REALWorld Law

Real estate finance

Types of security

What sort of security is typically created or entered into by an investor who is borrowing to acquire or develop real estate?

Romania

Romania

The most common forms of security created or entered into by an investor who is borrowing to acquire or develop real estate are:

  • mortgage over the real estate;
  • legal mortgage rights over the real estate;
  • mortgage over movable assets: shares, receivables, contracts, insurances, bank accounts and any other tangible or intangible assets assigned to the activity of the enterprise.

Mortgage over real estate

A mortgage over real estate is created through a mortgage agreement, which must be executed in front of a notary public in order to be valid under Romanian law, and also specify the mortgaged asset, the parties and the cause of the secured obligations. It must also contain reasonably sufficient detail to determine the secured amount. Furthermore, in order to be enforceable against third parties and to rank in priority, mortgages must be registered in the Land Book. If more than one mortgage affects the same asset, their respective priority depends on when the application for registration was made.

Under the Romanian Civil Code, the assets affected by a mortgage agreement over an immovable asset consist not only of the immovable asset itself, but also:

  • any products, rents or insurances for rents; and
  • improvements (meaning anything done or added to the real property that increases its value, even those made subsequent to the mortgage registration) and any movable assets naturally linked to the relevant immovable asset; the mortgage extends to the above mentioned assets without any registration formalities.

However, if an ancillary movable asset was previously affected by a movable mortgage registered with the Romanian National Registry for Movable Security Publicity, the creditor holding that mortgage has priority. On the other hand, if a movable mortgage is registered on the same day as an immovable mortgage over the same asset, the immovable mortgage has priority.

Legal mortgage rights

A legal mortgage right over real property is created in favour of the lender. A legal mortgage is registered with the Land Book on the basis of the deed that mentions the receivable for which the creditor is granted with the legal mortgage.

Movable mortgages

In order to acquire a movable mortgage over the borrower's movable assets (eg all of its movable assets, receivables, insurance, etc.), a lender needs to enter into a movable mortgage agreement with the relevant borrower.

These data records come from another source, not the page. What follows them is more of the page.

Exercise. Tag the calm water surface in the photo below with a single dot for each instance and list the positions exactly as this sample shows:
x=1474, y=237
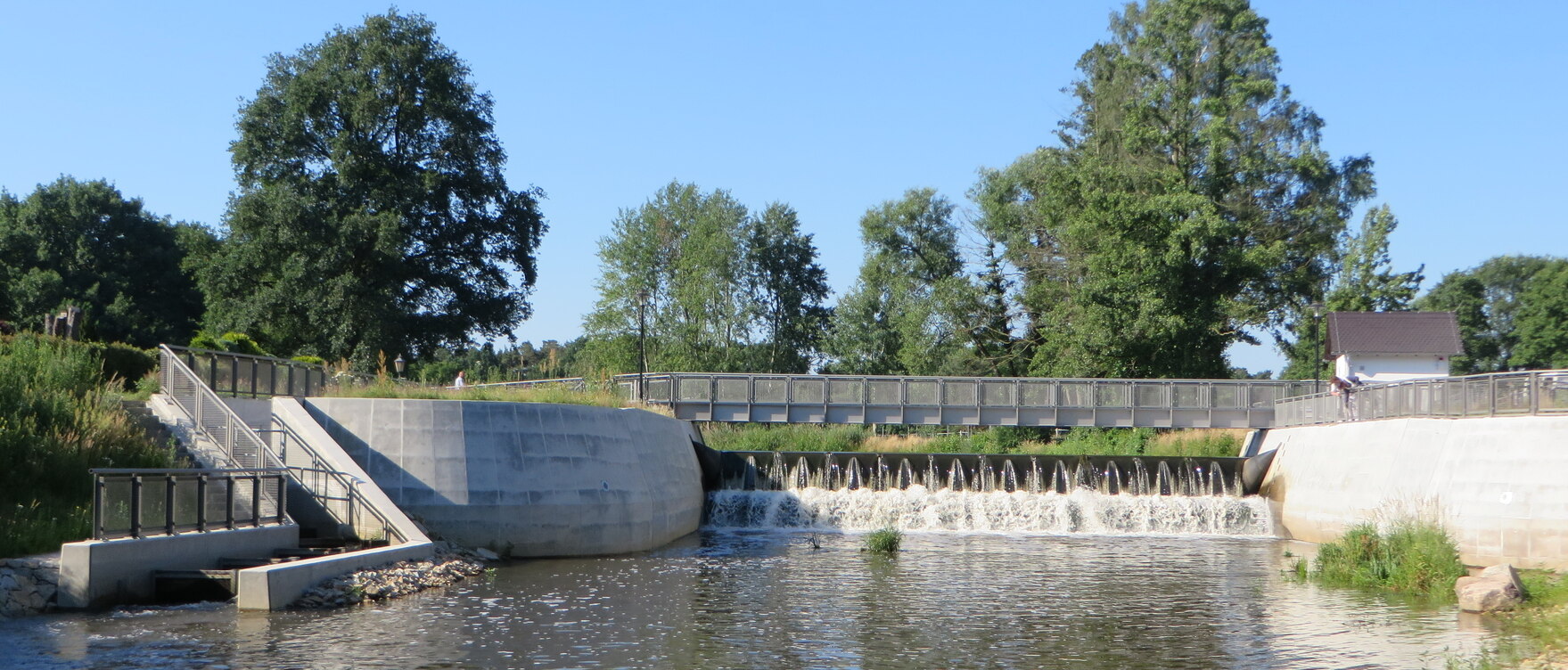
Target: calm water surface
x=768, y=600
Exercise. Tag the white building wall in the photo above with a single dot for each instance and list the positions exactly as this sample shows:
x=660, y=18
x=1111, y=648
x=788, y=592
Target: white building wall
x=1382, y=368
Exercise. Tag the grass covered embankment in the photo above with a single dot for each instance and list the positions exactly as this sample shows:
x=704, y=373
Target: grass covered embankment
x=58, y=419
x=537, y=393
x=993, y=440
x=1410, y=556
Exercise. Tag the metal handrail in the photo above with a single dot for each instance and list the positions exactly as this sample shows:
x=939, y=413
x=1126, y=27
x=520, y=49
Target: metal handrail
x=196, y=514
x=1066, y=393
x=1526, y=393
x=239, y=444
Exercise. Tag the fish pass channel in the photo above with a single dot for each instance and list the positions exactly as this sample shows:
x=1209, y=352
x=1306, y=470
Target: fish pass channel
x=987, y=494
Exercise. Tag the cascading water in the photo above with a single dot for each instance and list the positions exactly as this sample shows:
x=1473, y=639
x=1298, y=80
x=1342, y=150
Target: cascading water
x=839, y=494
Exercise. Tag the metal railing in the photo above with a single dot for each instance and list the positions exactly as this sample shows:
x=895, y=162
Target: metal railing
x=235, y=444
x=253, y=376
x=828, y=398
x=146, y=502
x=1540, y=392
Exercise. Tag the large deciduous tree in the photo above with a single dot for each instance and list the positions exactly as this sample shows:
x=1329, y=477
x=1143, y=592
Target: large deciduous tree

Unlike an immovable mortgage, a movable mortgage agreement does not need to be notarized in order to be valid, a private deed being sufficient. The mortgage may be granted over any type of movable asset belonging to the debtor in question, including future assets (save for future bank accounts), but the security will only become effective once the debtor has acquired rights over the assets in question, and the secured obligation is created. In order to be effective against third parties, a movable mortgage agreement must be registered in the Romanian National Registry for Movable Security Publicity.

Movable mortgages over business assets may be taken over all movable assets assigned to the activity of the enterprise, either tangible or intangible, . This covers the receivables resulting under any lease of the premises, fixed assets (such as machinery, equipment and tools), intellectual property rights, goodwill and the business name. In order to be enforceable against third parties, movable mortgages over business assets must be registered both with the Romanian National Registry for Movable Security Publicity and with the Commercial Registry.